A bell rang in the dark. The clear tone reverberated through the jungle. I sat up on the floor to listen, to clear the sleep from my head and remember what it was. Three o’clock.
The air outside was cool. I joined the other dark figures coming out of the jungle, moving towards the sala. Inside I sat in the back row with four other men, all dressed in white clothing. The row ahead of us seated three people wearing white robes. One of them was Michael. Ahead of them sat the monks and novices wearing ochre, about twelve of them altogether. The community was smaller than I had imagined, which pleased me. We sat in silence for an hour. A few monks stood up and walked to the rear of the sala where they paced back and forth. I had never seen walking meditation practised before. I closed my eyes and searched for the point of concentration, for the light sensation of air moving through my nostrils, rushing against my upper lip. Here I would learn vipassana meditation, the meditation which begins with simple awareness of natural body sensation, the feel of feet on the ground, of inbreathing and outbreathing, returning the mind to that which sustains it, establishing it there, free of the illusions and fantasies which crowd our everyday lives.
Images whirled behind my closed eyes, though I tried to concentrate. Fresh yellow pineapple wedges eaten on the bus. Sugar cane juice sticking to my fingers. Hair like black raw silk falling down the back of the Tourism Information Officer. Her Thai smile. Phra Sumana Tissa in Bangkok, tickling me when I tried to bow to him. Rambutan, all red and hairy on the outside, sweet and white inside, a most exotic fruit. What could be more disgusting than fried cockroaches, served up in a sterile plastic bag?

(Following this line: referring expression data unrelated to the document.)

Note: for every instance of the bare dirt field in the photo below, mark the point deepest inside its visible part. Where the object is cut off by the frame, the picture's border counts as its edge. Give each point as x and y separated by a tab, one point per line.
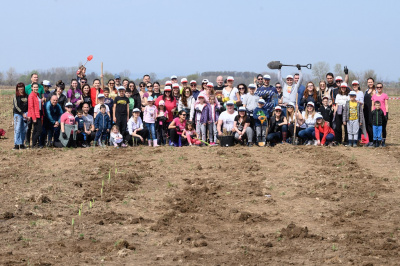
200	206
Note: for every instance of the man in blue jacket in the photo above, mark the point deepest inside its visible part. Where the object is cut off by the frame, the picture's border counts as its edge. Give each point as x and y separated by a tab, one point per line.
53	112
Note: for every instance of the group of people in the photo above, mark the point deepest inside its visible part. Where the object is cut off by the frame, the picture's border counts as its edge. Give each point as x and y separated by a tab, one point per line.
183	114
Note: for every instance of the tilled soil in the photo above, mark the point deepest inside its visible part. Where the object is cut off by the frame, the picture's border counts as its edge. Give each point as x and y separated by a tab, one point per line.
200	206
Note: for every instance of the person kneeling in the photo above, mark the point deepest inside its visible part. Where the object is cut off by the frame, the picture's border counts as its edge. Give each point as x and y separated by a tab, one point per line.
277	130
241	127
102	123
323	132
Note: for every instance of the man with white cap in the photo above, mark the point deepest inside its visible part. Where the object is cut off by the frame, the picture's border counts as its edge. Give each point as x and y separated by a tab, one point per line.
267	92
184	84
289	88
226	118
100	100
220	84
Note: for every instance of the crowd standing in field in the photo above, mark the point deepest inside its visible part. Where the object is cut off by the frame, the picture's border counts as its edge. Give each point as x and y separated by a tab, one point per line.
188	114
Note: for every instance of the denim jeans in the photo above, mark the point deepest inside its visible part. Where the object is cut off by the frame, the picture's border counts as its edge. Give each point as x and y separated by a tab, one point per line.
152	130
20	128
308	133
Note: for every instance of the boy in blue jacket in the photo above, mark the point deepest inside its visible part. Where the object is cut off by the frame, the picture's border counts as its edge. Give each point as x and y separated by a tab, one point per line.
261	116
102	124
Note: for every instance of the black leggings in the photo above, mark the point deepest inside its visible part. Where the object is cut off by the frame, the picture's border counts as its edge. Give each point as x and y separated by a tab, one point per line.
136	140
368	123
175	138
338	129
37	130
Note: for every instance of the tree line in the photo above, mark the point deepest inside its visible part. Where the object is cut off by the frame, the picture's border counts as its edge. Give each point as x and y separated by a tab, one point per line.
319	70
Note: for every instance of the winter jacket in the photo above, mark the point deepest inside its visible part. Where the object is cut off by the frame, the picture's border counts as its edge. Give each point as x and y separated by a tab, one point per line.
53	113
260	112
33	106
138	100
102	121
62	100
360	115
20	104
289	97
208	110
378	117
326	129
326	113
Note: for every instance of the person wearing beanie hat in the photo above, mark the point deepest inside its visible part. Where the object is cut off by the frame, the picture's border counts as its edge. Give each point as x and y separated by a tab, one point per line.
353	118
290	89
342	97
100	100
128	94
268	93
149	117
230	92
121	110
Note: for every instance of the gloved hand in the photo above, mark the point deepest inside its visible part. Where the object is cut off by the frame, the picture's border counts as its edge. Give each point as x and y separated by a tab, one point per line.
346	70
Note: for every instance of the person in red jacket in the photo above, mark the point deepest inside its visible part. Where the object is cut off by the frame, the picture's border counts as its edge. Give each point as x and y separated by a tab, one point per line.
323	132
169	101
34	112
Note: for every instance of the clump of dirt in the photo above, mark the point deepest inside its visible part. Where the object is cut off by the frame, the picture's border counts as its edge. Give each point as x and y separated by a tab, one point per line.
124	244
294	231
43	199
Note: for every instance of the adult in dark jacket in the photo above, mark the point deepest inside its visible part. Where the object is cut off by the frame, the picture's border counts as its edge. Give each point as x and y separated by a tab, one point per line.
135	95
52	123
62	99
20	109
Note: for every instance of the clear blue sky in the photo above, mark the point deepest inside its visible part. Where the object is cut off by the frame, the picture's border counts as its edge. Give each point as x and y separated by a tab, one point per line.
182	37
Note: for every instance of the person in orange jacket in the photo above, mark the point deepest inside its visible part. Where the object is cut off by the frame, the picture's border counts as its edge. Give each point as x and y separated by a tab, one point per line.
35	104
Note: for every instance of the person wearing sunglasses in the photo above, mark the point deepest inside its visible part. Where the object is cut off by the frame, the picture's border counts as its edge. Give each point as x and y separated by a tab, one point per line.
176	128
268	93
383	98
259	81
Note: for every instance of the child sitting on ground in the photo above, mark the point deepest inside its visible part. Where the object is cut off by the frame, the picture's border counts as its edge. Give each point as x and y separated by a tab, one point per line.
116	138
81	128
102	123
323	132
191	135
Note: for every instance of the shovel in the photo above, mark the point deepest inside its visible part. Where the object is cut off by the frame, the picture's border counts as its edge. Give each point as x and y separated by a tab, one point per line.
276	64
262	120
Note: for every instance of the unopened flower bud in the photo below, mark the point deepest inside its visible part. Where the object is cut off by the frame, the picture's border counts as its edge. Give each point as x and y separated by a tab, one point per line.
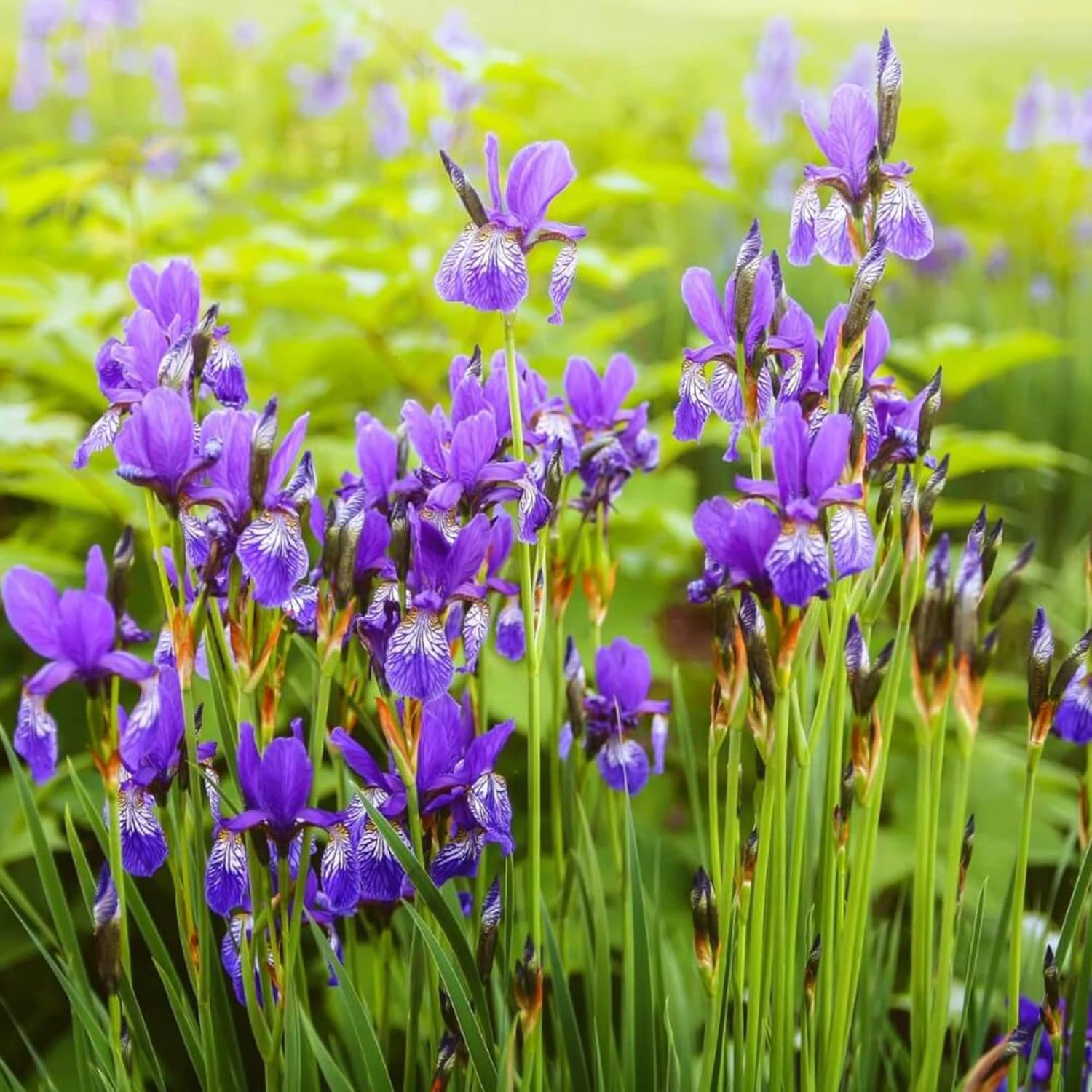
707	930
759	662
888	93
261	454
865	282
489	930
812	973
886	495
467	192
399	548
930	494
122	565
1040	657
447	1055
1010	582
991	545
928	415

A small gong sounded from the front of the sala. The walking figures returned to their seats. Everybody knelt in formal posture, buttocks resting on heels, back straight and palms pressed together at the chin in the wai position. The Ajahn crawled forward on his knees towards a photograph in front of the Buddha statues. He lit a candle on either side of it. In the dim light I could see it was a picture of an old Thai monk. A special mat had been set in front of the picture. Anyone who was seated on it would naturally be facing the monks, not the Buddhas. It was the teacher’s seat for Ajahn Chah. Only his photograph faced us.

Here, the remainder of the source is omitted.